Performance.wikimedia.org/Runbook
This is the runbook for deploying and monitoring webperf services.
Hosts
The puppet role for these services is role::webperf:processors_and_site.
Find the current production hosts for this role in puppet: site.pp. Find the current beta host at openstack-browser: deployment-prep.
Hosts as of Jan 2022 (T305460):
- webperf1003 (Eqiad cluster)
- webperf2003 (Codfw cluster)
- deployment-webperf21 (Beta cluster).
navtiming
The navtiming
service (written in Python) consumes NavigationTiming and SaveTiming events from EventLogging (over Kafka), and after processing submits them to Graphite (over Statsd) and Prometheus, from which they can be visualised in Grafana.
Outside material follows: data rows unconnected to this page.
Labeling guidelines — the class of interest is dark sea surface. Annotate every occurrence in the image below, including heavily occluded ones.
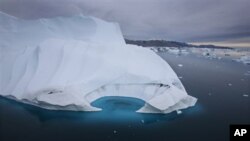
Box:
[0,53,250,141]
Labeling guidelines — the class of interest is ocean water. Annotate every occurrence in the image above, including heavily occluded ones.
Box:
[0,52,250,141]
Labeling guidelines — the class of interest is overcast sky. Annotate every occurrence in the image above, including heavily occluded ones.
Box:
[0,0,250,47]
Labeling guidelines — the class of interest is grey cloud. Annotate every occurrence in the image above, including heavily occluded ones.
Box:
[0,0,250,42]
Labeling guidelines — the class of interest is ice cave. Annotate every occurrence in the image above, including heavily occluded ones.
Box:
[0,13,197,113]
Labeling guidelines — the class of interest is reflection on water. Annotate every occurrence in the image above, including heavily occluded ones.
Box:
[0,53,250,141]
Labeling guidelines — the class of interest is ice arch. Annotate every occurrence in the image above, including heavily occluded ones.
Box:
[0,13,196,113]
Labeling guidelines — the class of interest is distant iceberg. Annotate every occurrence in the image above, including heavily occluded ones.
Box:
[0,13,197,113]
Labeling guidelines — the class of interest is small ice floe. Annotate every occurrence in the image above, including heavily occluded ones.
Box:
[176,110,182,115]
[236,56,250,65]
[178,64,183,67]
[243,94,248,97]
[244,71,250,75]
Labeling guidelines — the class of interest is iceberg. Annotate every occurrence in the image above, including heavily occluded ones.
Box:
[0,13,197,113]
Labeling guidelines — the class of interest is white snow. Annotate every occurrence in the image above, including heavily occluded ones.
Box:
[0,13,197,113]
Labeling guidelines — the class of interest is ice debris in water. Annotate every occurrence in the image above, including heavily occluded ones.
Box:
[0,12,197,114]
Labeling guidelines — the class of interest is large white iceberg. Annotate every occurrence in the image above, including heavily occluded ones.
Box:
[0,13,197,113]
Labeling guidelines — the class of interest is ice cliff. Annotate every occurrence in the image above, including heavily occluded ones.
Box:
[0,13,196,113]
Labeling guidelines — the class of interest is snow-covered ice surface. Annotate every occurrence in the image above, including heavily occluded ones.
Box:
[0,13,197,113]
[150,47,250,65]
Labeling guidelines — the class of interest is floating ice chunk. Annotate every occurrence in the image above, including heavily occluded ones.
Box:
[178,64,183,67]
[0,12,197,113]
[176,110,182,115]
[243,94,248,97]
[236,56,250,65]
The events start their life in Extension:NavigationTiming as part of MediaWiki, which beacons them to EventLogging (beacon js source).
Meta
- User documentation: Performance/Metrics.
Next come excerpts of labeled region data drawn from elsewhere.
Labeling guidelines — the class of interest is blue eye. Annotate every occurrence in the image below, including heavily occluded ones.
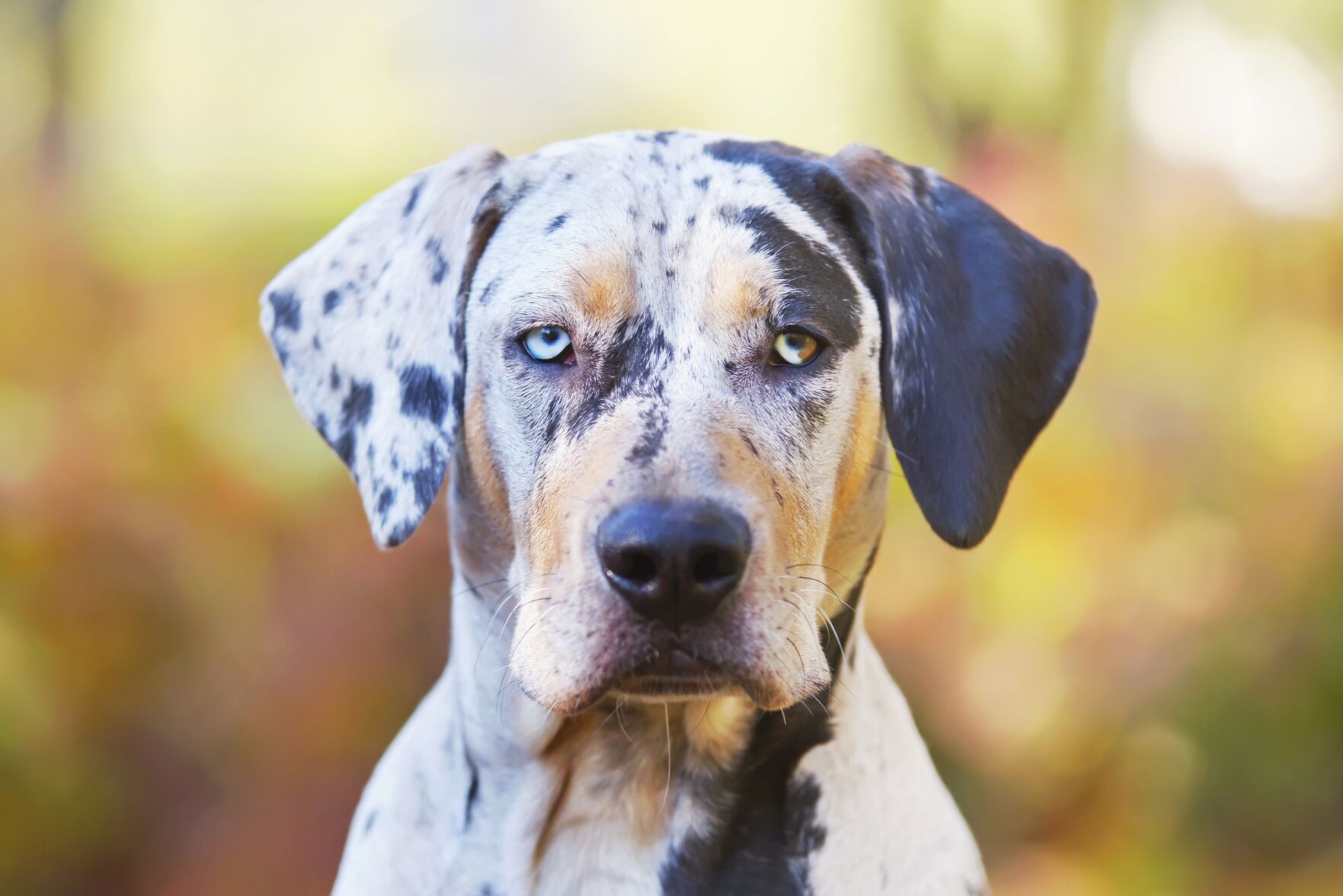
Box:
[519,325,574,364]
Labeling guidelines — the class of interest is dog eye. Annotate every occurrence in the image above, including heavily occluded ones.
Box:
[769,329,820,366]
[519,325,574,364]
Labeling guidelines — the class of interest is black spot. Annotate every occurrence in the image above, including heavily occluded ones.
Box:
[424,236,447,285]
[737,206,861,349]
[660,561,875,896]
[565,315,672,433]
[625,402,667,466]
[403,445,447,512]
[401,178,424,218]
[541,398,560,445]
[401,364,452,426]
[340,379,373,433]
[704,139,855,251]
[270,290,303,336]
- Source code: performance/navtiming.git (Gerrit code review activity)
- Puppet class: webperf::navtiming
- Event schema: schema.wikimedia.org/secondary: navigationtiming (Git source, Code review)
Monitor navtiming
Application logs
View and explore the logs in Logstash via the "Discover" page, query the "logstash-" or "ecs-" index (whici index depends on the service) for messages from the "webperf" host and/or specific programs like "navtiming" or "excimer".
Alternatively, you can tail then directly on a given host over SSH, by running sudo journalctl -u navtiming -f -n100
Raw events
To look at the underlying Kafka stream directly you can use Kafkacat from our webperf host (requires perf-admins shell) or from a stats host (requires analytics-privatedata-users shell)
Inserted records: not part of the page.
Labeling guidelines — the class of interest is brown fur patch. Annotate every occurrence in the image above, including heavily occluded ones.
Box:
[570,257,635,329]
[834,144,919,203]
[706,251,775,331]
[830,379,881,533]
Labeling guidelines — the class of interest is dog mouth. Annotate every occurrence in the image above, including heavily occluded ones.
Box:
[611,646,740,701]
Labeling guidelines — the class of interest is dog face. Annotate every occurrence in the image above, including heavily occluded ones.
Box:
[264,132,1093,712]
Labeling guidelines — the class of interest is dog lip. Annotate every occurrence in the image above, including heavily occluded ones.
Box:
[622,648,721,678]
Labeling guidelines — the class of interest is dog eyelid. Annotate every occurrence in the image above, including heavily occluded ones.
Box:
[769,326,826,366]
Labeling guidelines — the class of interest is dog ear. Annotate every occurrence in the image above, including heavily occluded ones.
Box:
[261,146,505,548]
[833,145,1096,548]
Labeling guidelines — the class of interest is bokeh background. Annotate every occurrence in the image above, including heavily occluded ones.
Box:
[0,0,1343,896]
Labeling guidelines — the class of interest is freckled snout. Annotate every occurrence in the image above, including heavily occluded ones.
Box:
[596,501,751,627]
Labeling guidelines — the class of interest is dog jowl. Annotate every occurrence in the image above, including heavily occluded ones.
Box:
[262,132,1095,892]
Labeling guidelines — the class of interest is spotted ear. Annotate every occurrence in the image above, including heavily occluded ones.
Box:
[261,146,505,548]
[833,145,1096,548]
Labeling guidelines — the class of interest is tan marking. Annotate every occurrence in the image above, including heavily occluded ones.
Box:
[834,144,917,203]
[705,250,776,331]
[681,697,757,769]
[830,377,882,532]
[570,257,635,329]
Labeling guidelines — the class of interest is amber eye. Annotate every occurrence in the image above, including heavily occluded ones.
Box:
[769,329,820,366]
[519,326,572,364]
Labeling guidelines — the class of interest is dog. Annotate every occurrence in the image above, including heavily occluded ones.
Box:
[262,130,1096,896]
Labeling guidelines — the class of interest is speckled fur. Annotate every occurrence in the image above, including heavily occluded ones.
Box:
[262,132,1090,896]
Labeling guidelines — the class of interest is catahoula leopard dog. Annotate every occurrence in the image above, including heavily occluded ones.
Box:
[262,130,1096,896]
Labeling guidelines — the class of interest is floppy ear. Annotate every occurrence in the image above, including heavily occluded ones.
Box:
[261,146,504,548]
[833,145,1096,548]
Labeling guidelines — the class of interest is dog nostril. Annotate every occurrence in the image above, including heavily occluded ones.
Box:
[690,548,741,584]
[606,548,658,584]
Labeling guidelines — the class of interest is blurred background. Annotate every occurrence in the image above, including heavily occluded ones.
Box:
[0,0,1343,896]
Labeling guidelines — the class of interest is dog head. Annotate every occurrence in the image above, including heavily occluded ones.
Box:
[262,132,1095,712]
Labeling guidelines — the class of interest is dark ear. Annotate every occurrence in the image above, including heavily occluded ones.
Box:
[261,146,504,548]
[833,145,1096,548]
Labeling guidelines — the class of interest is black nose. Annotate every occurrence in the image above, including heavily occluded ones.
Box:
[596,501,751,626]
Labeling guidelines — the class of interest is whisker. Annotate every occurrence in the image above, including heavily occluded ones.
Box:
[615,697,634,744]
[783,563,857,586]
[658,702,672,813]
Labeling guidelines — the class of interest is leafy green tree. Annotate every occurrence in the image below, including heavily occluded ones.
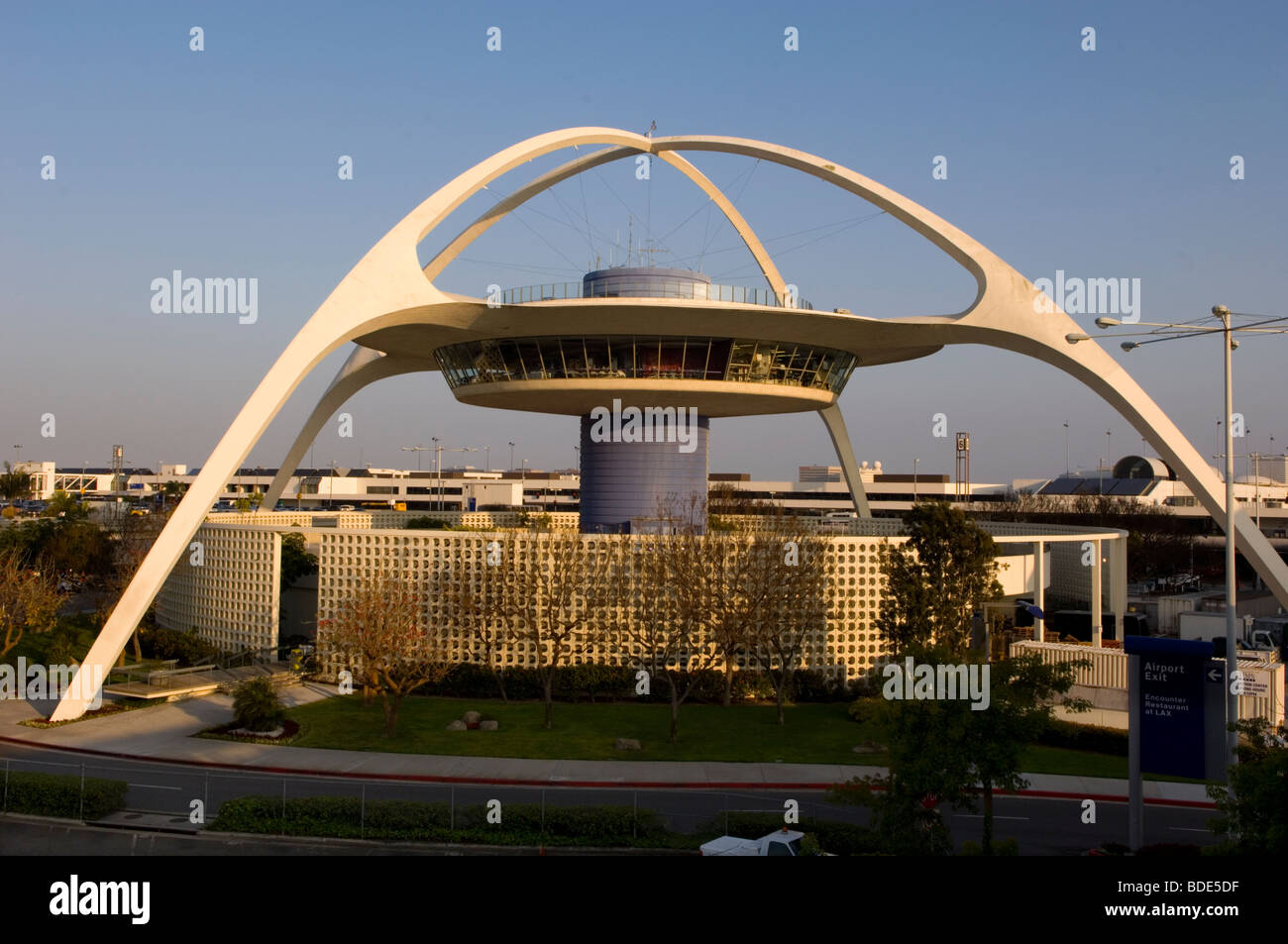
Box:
[233,679,286,731]
[1208,717,1288,855]
[834,647,1089,855]
[0,463,31,501]
[876,501,1002,661]
[953,654,1091,855]
[282,532,318,589]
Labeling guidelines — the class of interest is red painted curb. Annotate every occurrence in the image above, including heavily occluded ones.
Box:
[0,735,1216,808]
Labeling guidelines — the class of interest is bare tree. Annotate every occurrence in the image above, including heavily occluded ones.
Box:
[493,531,612,729]
[0,549,67,658]
[327,572,448,738]
[602,528,720,744]
[434,541,520,702]
[748,519,829,724]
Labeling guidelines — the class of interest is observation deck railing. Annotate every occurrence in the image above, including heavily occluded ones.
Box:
[501,279,814,312]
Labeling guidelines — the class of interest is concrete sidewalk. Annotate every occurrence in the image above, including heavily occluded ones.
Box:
[0,685,1212,806]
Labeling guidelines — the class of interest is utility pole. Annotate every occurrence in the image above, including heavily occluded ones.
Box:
[1212,305,1239,764]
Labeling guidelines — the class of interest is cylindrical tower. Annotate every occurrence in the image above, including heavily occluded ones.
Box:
[581,409,711,535]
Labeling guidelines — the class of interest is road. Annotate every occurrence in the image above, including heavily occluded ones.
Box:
[0,744,1216,855]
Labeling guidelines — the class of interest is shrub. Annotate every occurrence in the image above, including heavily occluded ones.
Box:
[210,795,669,846]
[1037,720,1127,757]
[233,679,286,731]
[383,662,850,704]
[4,770,126,820]
[961,840,1020,855]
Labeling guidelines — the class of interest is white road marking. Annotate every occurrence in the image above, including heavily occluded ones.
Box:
[953,812,1027,819]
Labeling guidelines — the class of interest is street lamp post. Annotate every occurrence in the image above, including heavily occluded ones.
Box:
[429,437,443,511]
[1065,305,1288,764]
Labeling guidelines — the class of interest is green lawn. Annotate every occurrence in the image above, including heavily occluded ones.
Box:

# Read the last 1000 items and stop webperf1003$ kafkacat -C -b 'kafka-jumbo1001.eqiad.wmnet:9092' -t eventlogging_NavigationTiming -o '-1000' | head -n1000 # Consume live, stop after 10 new items webperf1003$ kafkacat -C -b 'kafka-jumbo1001.eqiad.wmnet:9092' -t eventlogging_NavigationTiming | head -n10 # Read the last 1000 items and stop after 10 events match the grep pattern webperf1003$ kafkacat -C -b 'kafka-jumbo1001.eqiad.wmnet:9092' -t eventlogging_NavigationTiming -o '-1000' | grep largestContentfulPaint | head -n10
Event validation
When our JS client submits events to the EventGate server, these are validated by our schema. The messages that are valid, and sent forward into the Kafka topic. The messages that are rejected, are logged for us to review in the EventGate-validation dashboard in Logstash.
Deploy navtiming
This service runs on the webperf*1 hosts.
To update the service on the Beta Cluster:
- Connect with
ssh deployment-webperf21.deployment-prep.eqiad1.wikimedia.cloud
- run
sudo journalctl -u navtiming -f -n100
and keep this open during the following steps - in a new tab, connect with
ssh deployment-deploy04.deployment-prep.eqiad1.wikimedia.cloud
(or whatever the current deployment-deploy* host is, check). cd /srv/deployment/performance/navtiming
git pull
scap deploy
- Review the scap output (here) and the journalctl output (on the webperf server) for any errors.
To deploy a change in production:
- Before you start, open Logstash in your browser to monitor the
webperf#
production hosts in real-time. - In your terminal, ssh to the deployment server:
ssh deployment.eqiad.wmnet
and navigate to the navtiming directory:cd /srv/deployment/performance/navtiming
. - Prepare the working copy:
- Ensure the working copy is clean,
git status
. - Fetch the latest changes from Gerrit remote,
git fetch origin
. - Review the changes,
git log -p HEAD..@{u}
. - Apply the changes to the working copy,
git rebase
.
- Ensure the working copy is clean,
- Deploy the changes, this will automatically restarts the service afterward.
- Run
scap deploy
- Run
Verify a deploy in production:
- Check the logs you are tailing in your tab, look for new errors.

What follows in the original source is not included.